You can in Kotlin of course call Java statics, however it doesn't seem to like "inherited" statics

Hah. Well then we're screwed. Probably an alternative solution/API has to be made especially for Kotlin. I don't know the language enough to think of something, though.

For now I think that using the repository approach is pretty much the only option for people wanting to stick to pure Kotlin.

@geoand I'd agree with you. If we go this way - we need to clearly state that in the docs.
On top - I'd volunteer to create kotlin based guides, alongside Java based ones.

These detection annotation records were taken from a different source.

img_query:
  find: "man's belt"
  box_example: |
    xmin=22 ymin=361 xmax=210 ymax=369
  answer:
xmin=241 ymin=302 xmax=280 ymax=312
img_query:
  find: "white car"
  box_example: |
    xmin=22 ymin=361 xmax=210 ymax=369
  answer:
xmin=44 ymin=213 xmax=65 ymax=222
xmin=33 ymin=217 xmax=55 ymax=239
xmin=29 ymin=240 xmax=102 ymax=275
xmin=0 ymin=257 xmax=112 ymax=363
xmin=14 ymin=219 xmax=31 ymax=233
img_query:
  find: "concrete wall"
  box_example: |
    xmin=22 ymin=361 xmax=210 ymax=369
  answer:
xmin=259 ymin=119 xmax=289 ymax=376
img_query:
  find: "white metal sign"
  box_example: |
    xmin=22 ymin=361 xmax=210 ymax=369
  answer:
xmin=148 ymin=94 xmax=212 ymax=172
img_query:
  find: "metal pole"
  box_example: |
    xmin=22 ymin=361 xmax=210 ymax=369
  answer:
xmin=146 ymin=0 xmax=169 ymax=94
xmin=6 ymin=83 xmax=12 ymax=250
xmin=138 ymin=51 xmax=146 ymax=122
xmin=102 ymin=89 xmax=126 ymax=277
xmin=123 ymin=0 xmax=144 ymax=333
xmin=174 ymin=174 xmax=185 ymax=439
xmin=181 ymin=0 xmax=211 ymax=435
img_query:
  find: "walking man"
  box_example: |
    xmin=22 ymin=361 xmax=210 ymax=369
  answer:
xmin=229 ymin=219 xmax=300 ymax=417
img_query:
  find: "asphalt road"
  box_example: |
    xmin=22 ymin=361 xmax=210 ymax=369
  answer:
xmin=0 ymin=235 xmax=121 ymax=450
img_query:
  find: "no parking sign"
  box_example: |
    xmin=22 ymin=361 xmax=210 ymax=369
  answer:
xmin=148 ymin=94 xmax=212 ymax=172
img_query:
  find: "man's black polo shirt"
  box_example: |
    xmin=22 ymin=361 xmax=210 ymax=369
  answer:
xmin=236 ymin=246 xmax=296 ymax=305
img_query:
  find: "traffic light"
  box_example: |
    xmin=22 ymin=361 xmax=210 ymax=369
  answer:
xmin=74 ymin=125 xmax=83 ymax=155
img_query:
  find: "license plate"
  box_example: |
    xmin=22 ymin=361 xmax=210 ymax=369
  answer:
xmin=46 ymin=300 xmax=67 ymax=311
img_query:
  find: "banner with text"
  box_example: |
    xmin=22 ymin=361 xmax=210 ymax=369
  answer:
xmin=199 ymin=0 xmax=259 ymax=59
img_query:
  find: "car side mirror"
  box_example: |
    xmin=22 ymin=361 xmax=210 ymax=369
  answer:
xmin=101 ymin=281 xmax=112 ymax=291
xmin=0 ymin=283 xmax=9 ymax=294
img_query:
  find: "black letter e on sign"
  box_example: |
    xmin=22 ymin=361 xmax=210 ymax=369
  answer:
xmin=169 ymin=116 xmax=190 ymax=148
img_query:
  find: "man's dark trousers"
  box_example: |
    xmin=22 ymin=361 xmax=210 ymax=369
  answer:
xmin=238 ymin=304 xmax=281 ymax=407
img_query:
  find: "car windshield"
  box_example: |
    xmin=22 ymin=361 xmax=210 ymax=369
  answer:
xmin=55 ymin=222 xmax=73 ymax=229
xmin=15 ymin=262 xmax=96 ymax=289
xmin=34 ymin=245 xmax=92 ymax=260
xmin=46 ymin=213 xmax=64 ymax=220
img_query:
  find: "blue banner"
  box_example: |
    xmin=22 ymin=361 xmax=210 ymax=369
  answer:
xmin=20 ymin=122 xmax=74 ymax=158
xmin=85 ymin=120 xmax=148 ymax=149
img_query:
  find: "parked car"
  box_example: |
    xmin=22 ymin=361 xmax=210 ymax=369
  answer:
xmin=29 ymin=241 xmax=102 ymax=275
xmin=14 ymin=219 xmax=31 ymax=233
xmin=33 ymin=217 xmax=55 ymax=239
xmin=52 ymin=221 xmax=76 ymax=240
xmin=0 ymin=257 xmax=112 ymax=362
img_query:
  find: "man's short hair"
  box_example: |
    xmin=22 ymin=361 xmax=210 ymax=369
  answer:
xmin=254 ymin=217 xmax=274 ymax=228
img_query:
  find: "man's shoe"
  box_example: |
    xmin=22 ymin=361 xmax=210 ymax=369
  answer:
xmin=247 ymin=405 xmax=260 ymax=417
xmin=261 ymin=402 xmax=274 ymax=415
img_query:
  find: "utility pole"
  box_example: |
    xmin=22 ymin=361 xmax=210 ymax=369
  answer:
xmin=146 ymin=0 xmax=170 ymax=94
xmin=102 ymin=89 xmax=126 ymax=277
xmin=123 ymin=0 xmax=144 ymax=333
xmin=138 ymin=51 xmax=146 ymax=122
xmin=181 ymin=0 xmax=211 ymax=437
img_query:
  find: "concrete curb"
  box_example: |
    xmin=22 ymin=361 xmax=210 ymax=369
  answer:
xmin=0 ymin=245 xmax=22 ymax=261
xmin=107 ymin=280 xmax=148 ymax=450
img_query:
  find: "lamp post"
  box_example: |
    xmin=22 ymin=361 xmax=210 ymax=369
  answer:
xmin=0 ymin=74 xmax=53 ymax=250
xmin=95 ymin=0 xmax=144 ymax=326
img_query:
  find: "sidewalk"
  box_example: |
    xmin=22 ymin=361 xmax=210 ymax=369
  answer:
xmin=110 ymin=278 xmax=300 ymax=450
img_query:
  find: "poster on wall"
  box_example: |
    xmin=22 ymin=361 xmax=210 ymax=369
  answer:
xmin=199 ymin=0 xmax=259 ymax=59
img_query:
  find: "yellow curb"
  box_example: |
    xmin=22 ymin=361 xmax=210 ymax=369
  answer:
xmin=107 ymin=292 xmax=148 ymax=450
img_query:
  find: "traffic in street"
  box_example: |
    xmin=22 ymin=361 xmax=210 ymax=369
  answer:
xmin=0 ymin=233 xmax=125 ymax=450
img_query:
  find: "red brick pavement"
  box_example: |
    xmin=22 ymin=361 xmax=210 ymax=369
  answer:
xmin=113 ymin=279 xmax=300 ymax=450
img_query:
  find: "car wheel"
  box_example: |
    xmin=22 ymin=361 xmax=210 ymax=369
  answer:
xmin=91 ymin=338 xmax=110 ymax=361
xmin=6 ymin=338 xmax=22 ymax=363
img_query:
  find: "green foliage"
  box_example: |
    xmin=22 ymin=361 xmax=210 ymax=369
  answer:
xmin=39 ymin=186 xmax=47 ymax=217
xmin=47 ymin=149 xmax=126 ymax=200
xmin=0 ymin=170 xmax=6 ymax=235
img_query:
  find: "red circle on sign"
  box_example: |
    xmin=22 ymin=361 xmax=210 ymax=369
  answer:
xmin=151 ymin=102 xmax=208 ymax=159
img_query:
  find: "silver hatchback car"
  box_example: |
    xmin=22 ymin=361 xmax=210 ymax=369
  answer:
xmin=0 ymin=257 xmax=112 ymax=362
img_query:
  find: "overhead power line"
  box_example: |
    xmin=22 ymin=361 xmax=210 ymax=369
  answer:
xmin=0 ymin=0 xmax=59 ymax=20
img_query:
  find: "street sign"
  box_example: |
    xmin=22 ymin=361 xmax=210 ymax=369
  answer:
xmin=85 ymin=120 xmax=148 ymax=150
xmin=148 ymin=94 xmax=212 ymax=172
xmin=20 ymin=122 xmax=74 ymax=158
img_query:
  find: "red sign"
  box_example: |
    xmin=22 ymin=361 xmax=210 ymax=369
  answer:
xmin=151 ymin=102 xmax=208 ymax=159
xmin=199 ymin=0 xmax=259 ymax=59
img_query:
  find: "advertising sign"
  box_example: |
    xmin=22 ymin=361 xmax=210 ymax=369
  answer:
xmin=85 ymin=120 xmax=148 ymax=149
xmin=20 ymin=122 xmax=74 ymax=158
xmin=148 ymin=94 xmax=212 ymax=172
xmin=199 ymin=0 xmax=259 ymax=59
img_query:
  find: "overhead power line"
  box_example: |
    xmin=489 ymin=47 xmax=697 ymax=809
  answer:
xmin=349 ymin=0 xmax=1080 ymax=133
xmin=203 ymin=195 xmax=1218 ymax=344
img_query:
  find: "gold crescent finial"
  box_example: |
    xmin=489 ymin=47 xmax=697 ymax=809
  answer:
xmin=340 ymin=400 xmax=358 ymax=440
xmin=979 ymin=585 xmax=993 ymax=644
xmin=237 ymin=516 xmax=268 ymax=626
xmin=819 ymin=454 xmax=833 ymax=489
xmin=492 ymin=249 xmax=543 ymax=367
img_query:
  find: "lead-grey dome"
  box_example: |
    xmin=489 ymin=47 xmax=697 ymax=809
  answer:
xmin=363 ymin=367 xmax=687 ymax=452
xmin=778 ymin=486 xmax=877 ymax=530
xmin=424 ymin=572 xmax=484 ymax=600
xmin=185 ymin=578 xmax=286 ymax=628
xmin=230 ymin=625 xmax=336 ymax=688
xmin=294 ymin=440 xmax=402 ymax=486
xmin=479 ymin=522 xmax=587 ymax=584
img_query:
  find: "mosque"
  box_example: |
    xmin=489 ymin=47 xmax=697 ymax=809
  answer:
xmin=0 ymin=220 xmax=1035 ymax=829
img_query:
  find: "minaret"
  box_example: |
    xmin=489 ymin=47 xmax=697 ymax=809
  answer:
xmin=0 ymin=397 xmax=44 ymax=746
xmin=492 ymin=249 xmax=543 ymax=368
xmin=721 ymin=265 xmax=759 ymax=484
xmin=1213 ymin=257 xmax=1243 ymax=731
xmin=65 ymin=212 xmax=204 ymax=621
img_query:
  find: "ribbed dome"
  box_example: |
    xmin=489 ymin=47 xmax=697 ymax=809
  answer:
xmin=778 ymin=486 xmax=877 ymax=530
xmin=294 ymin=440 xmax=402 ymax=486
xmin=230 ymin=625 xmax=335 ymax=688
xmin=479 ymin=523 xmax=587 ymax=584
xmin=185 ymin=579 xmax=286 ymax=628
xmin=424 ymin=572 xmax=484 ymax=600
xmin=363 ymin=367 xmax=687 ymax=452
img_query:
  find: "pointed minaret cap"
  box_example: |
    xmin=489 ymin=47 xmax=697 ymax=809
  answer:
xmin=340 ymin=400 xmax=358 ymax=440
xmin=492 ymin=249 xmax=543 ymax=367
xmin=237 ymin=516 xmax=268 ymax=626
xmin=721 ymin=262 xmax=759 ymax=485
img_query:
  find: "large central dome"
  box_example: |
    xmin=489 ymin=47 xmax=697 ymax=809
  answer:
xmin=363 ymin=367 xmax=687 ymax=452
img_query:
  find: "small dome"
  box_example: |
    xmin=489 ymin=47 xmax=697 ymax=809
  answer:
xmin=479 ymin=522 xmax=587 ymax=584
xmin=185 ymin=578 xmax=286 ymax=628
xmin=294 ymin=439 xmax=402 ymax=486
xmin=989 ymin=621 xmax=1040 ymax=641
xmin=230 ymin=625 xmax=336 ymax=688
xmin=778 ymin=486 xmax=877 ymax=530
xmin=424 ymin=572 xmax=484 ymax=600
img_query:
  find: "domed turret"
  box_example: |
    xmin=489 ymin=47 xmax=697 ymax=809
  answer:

Would be nice to have some organisationally distinguished Java vs Kotlin guides, IMHO

For now yes, but I just tried this and it seems a viable approach:

open class PanacheEntity {

}

interface Functions<out T: PanacheEntity> {
  fun findById1(id: Any): T? = null;
  fun findById2(id: Any): T? = null;
}

class MyEntity : PanacheEntity() {
    // require this
    companion object : Functions<MyEntity> {
        // generate this
        override fun findById2(id: Any): MyEntity = MyEntity()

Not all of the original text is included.